F2 Tornado Tauscha

Der F2-Tornado am 10.05.2004 in Tauscha
Die Wetterlage am 10.05.2004:
Über Deutschland herrschte eine nördliche Höhenströmung vor. Anfang Mai wurde über dem östlichen Europa massiv Warmluft nach Norden geschaufelt, die nun über Schweden wieder nach Süden zog. Am 10. war somit sehr schwül-warme Luft wetterbestimmend. Gleichzeitig bestimmte aber kalte Luft in der Höhe das Wettergeschen. Mit Sonneneinstrahlung wurden nachmittags zunächst über Sachsen-Anhalt und Thüringen, sowie Brandenburg heftige Gewitter ausgelöst, die abends Sachsen erfassten Am Boden trat überwiegend westlicher Wind auf, während mit der Höhe eine Drehung auf N bis NO erfolgte. Diese Scherung begünstigte offensichtlich die Entstehung von Tornados, die einige Zellen in regelrechte Drehung versetzten.
Stärkeinschätzungen:
Tauscha: F2 – entspricht schon einem in Deutschland seltenerem, starken Tornado mit Geschwindigkeiten um 200km/h
Kamenz: F0 – evtl. war es auch ein F1, da die Fichte sicherlich mehr als 130 km/h auszuhalten hatte und diesem Druck nicht standhielt.Insgesamt war dieser aber einer der schwächeren Tornados. 
Verlauf im Raum Kamenz:
Zwischen 18 und 19 Uhr MESZ griffen kräftige Gewitter von Südbrandenburg auch auf Sachsen über.Ca. 18:30 konnte in Lückersdorf Hagel (5 bis 10mm) beobachtet werden. Eine besonders kräftige Zelle zog dabei westlich vorbei (Raum Königsbrück-Pulsnitz-Radeberg).

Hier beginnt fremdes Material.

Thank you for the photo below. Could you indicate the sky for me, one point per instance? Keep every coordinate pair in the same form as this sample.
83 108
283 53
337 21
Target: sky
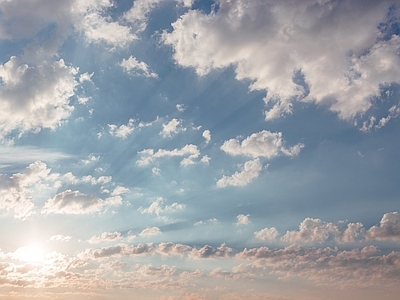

Von Norden folgten nach deren Abzug weitere sehr markante Zellen nach, die Wolkenbasis lag dabei meist nur 200-300m ü. Grund. Die Gewitterwolke, die später den Tornado von Tauscha hervorbrachte, konnte ich auch von Kamenz aus gut beobachten und sogar fotografieren. Dass die Möglichkeit von Tornados bestand, hatte ich auf Grund der obig beschriebenen Voraussetzungen ins Kalkül gezogen, doch dass es in der Nähe und überhaupt passierte, war dann doch überraschend.
Ablauf des Tornados in Tauscha:
Tauscha ist ein kleiner Ort an der Kreisgrenze Kamenz/ Riesa-Großenhain, rund 20 km westlich von Kamenz und 5 km westlich von Königsbrück, bzw. 20 km nördlich von Dresden.
Gegen 19:45 (diese Zeit gaben Augenzeugen an…) passierte diese Gegend ein Gewitter. In Tauscha selber trat zunächst kein Niederschlag auf, das Gewitterzentrum lag zum Tornadozeitpunkt nördlich und östlich. Genau am Ortseingang im Nordwesten des Dorfes setzte der Tornado am Boden auf einem Getreidefeld, westlich der Dorfstrasse, auf.
An dieser Stelle „fühlte sich der Tornado offensichtlich am wohlsten“ und erreichte die grösste Intensität.Auch scheint seine Zuggeschwindigkeit hier recht langsam gewesen zu sein.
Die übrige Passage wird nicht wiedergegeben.